CVE-2024-37996

Name of the Vulnerable Software and Affected Versions: JT Open versions prior to V11.5 PLM XML SDK versions prior to V7.1.0.014 Teamcenter Visualization V14.2 versions prior to V14.2.0.13 Teamcenter Visualization V14.3 versions prior to V14.3.0.11 Teamcenter Visualization V2312 versions prior to V2312.0008 Teamcenter Visualization V2406 versions prior to V2406.0003 JT2Go versions prior to V2406.0003

Description: The issue is related to a null pointer dereference vulnerability that occurs when the affected applications parse specially crafted XML files. This can allow an attacker to cause a denial of service condition by crashing the application. The vulnerability is exploited through the use of XML files and can lead to a denial of service condition.

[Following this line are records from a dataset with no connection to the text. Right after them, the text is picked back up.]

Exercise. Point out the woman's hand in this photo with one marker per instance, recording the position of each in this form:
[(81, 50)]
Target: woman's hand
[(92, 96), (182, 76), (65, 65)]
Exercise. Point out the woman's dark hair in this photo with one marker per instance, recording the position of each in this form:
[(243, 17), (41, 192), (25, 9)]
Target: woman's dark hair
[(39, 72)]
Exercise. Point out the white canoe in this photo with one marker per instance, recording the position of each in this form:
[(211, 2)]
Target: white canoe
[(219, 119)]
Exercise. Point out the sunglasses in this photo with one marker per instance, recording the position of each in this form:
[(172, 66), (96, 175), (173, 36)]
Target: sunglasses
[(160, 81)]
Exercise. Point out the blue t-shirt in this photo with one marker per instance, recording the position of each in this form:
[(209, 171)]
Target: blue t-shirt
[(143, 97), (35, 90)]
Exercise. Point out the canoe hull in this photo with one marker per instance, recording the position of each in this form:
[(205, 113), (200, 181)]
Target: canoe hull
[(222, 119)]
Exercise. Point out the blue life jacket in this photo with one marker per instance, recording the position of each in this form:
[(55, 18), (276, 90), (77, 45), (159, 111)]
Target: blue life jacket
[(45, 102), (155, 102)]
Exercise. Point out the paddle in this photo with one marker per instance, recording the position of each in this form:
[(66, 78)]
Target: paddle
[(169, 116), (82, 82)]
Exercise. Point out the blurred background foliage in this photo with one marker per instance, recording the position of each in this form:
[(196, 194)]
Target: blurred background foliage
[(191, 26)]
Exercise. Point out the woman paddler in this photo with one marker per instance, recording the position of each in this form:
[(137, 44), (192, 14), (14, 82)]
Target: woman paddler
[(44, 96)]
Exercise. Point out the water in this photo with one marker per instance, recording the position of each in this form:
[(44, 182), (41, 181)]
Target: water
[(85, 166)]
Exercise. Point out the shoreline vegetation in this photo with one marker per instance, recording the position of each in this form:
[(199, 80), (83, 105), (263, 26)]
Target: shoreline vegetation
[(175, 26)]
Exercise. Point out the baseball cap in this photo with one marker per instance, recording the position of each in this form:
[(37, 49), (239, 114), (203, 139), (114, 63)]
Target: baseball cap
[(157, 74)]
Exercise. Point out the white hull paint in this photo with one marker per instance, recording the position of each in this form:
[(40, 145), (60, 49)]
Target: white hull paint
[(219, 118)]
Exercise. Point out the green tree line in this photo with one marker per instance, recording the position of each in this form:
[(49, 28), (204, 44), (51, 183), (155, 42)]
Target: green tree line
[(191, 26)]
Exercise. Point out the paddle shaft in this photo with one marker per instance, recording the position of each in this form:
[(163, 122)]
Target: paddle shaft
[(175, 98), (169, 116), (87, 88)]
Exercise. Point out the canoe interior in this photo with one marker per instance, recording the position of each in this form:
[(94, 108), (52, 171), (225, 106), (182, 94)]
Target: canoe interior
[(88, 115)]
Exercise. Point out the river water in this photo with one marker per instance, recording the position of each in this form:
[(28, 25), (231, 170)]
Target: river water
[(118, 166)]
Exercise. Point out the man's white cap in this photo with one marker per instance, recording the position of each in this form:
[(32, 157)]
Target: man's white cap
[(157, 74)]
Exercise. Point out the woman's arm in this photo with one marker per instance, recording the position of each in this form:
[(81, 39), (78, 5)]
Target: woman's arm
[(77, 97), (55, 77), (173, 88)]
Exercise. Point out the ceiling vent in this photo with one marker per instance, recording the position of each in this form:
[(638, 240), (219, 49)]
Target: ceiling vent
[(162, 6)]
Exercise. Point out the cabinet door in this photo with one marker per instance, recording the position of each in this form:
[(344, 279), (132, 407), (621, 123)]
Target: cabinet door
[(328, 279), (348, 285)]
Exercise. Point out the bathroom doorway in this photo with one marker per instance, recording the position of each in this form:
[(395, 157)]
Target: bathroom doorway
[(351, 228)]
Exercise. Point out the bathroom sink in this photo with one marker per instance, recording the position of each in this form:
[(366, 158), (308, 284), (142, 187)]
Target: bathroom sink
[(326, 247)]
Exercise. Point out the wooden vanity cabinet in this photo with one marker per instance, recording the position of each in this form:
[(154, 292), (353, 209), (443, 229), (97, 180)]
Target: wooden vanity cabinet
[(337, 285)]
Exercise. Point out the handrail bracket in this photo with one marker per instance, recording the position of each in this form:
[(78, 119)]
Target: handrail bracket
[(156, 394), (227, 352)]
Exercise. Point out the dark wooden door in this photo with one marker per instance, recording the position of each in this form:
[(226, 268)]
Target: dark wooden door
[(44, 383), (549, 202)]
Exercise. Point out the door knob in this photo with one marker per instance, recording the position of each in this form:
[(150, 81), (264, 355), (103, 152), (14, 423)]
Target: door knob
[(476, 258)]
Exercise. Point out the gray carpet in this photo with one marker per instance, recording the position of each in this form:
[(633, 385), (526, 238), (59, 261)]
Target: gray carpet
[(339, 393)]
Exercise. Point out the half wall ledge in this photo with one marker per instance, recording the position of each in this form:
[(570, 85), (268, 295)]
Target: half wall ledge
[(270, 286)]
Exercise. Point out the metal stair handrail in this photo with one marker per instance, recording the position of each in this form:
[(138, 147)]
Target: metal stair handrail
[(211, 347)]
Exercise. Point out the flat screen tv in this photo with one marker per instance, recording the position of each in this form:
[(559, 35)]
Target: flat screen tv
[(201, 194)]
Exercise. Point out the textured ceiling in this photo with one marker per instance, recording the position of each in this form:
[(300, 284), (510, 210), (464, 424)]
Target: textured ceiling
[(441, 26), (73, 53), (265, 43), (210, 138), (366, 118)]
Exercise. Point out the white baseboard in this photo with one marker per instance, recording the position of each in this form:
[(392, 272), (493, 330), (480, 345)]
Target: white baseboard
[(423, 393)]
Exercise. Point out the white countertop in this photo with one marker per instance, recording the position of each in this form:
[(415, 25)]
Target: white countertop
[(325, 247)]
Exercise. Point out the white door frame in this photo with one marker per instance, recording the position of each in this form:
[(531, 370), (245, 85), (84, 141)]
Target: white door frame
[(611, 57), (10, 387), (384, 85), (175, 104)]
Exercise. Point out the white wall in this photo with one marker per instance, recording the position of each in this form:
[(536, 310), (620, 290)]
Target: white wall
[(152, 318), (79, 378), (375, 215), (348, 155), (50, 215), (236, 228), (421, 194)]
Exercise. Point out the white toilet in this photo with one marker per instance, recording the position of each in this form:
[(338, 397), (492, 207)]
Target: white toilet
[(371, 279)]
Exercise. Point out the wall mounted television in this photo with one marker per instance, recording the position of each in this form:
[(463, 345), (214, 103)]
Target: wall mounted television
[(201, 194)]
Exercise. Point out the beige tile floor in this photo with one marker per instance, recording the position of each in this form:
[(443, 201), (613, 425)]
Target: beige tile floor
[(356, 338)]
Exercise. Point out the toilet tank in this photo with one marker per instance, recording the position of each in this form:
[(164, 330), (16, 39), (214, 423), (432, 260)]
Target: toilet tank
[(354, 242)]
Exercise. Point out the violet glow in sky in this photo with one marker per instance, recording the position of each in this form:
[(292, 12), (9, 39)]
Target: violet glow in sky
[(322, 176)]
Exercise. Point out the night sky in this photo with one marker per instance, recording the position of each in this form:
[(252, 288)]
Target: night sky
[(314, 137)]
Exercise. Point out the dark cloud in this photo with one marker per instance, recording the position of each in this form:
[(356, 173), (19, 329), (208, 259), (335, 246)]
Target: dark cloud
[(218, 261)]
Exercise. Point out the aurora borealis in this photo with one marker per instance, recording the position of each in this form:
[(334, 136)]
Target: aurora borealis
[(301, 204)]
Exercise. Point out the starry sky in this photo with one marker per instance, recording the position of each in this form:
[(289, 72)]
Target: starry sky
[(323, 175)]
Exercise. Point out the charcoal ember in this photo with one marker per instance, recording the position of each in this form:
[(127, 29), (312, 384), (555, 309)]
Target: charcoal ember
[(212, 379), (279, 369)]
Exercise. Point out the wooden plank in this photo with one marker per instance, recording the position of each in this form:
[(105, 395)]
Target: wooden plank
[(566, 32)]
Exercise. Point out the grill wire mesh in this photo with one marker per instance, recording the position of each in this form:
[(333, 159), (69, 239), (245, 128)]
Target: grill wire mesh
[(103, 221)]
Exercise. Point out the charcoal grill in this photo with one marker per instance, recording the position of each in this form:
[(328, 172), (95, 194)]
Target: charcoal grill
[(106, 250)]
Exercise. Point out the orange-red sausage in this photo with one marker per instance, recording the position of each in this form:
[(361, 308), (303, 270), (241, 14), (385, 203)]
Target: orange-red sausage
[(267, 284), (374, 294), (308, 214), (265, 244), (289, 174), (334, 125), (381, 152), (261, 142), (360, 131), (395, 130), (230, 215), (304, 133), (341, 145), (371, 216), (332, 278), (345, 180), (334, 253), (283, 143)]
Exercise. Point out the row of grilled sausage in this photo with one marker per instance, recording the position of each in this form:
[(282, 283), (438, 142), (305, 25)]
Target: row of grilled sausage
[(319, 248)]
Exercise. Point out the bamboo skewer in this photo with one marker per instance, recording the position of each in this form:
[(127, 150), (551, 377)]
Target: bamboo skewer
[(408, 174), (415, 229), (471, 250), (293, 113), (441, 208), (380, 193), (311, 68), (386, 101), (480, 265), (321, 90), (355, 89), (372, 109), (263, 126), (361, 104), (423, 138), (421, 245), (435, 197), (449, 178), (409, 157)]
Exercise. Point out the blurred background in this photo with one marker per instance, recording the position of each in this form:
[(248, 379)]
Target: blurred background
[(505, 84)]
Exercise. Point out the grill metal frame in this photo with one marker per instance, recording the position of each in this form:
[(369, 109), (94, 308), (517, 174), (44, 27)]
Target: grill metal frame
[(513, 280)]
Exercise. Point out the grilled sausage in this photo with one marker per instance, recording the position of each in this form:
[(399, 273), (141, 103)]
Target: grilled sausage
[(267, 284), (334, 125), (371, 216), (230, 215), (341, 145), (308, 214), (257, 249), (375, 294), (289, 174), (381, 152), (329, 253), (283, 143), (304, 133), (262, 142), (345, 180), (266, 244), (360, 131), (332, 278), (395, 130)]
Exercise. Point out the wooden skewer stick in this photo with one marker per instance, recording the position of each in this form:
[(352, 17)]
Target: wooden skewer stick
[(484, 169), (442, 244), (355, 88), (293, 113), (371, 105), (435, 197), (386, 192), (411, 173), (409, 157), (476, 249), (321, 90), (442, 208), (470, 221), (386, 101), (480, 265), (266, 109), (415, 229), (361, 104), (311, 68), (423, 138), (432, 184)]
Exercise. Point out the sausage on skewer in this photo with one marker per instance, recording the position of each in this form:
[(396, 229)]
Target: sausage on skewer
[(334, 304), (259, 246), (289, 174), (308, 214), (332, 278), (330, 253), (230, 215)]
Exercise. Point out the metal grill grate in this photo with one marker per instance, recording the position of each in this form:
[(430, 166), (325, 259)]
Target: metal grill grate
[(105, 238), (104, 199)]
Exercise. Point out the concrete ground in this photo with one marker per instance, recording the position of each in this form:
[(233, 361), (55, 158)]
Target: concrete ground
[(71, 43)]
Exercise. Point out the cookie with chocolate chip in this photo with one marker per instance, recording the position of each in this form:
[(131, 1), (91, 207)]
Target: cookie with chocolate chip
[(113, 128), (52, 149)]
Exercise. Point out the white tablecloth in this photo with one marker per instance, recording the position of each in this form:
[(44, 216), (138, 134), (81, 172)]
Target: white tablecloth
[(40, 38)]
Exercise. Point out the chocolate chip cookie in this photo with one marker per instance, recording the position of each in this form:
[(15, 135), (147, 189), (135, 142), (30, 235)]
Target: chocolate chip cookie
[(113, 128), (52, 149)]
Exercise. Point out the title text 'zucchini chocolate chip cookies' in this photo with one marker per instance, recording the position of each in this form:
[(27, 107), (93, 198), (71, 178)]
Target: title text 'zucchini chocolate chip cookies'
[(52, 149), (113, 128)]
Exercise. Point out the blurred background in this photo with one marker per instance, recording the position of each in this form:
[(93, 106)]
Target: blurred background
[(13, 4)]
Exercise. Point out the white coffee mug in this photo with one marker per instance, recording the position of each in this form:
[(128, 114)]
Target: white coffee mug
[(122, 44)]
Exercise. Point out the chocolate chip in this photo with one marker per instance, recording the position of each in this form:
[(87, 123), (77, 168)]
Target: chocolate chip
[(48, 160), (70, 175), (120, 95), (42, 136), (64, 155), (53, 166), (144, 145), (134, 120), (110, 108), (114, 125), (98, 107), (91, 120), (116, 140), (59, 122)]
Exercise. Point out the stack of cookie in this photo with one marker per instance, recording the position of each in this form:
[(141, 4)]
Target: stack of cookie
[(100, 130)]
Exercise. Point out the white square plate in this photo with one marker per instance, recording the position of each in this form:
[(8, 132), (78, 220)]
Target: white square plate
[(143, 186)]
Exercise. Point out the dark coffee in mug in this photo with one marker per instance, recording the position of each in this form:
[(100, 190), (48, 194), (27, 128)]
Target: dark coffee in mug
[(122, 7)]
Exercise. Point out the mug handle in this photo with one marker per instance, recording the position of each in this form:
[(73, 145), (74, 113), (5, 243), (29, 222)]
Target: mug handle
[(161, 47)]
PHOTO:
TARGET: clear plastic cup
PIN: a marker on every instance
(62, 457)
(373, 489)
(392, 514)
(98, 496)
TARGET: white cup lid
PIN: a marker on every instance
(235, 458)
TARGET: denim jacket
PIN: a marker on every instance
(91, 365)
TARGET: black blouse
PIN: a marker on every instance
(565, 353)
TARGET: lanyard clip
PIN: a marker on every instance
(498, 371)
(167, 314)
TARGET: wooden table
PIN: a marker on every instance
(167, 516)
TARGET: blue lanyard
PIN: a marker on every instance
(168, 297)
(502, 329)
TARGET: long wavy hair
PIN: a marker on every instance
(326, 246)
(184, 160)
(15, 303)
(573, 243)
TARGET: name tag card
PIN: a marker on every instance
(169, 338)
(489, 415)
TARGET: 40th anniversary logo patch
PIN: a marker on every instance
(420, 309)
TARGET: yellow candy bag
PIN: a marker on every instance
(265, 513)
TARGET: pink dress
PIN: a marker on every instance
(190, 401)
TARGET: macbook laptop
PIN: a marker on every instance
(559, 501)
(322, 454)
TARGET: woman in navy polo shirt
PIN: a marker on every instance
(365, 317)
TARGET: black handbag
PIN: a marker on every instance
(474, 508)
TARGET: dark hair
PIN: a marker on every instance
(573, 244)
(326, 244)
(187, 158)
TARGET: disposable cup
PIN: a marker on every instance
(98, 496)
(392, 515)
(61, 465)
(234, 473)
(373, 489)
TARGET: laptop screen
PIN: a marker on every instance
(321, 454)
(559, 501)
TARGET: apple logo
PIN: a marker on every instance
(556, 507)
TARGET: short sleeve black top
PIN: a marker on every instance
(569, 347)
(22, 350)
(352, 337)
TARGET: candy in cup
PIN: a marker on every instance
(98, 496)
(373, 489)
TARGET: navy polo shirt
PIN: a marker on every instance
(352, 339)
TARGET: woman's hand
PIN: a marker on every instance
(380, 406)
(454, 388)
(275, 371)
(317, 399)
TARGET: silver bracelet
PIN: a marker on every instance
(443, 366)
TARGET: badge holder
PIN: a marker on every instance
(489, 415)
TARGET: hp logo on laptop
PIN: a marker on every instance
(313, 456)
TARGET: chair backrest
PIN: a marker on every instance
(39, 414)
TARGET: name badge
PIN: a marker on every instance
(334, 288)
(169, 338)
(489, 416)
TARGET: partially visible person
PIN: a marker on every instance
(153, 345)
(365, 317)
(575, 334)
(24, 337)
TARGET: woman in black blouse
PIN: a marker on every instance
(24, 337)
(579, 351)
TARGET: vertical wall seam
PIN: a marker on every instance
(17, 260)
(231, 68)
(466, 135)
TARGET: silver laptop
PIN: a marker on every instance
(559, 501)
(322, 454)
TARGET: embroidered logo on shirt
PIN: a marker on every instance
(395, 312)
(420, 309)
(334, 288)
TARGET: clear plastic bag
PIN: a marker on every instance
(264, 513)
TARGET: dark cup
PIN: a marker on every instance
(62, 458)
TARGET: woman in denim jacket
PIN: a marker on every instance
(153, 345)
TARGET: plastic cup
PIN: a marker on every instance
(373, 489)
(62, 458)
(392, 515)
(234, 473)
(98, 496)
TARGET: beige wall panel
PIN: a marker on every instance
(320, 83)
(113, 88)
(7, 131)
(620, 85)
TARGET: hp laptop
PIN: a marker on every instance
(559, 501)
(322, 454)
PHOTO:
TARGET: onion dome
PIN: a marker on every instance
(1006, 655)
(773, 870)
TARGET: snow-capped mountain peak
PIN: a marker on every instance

Recommendations: For JT Open versions prior to V11.5, update to version V11.5 or later. For PLM XML SDK versions prior to V7.1.0.014, update to version V7.1.0.014 or later. For Teamcenter Visualization V14.2 versions prior to V14.2.0.13, update to version V14.2.0.13 or later. For Teamcenter Visualization V14.3 versions prior to V14.3.0.11, update to version V14.3.0.11 or later. For Teamcenter Visualization V2312 versions prior to V2312.0008, update to version V2312.0008 or later. For Teamcenter Visualization V2406 versions prior to V2406.0003, update to version V2406.0003 or later. For JT2Go versions prior to V2406.0003, update to version V2406.0003 or later. As a temporary workaround, consider restricting the use of specially crafted XML files to minimize the risk of exploitation.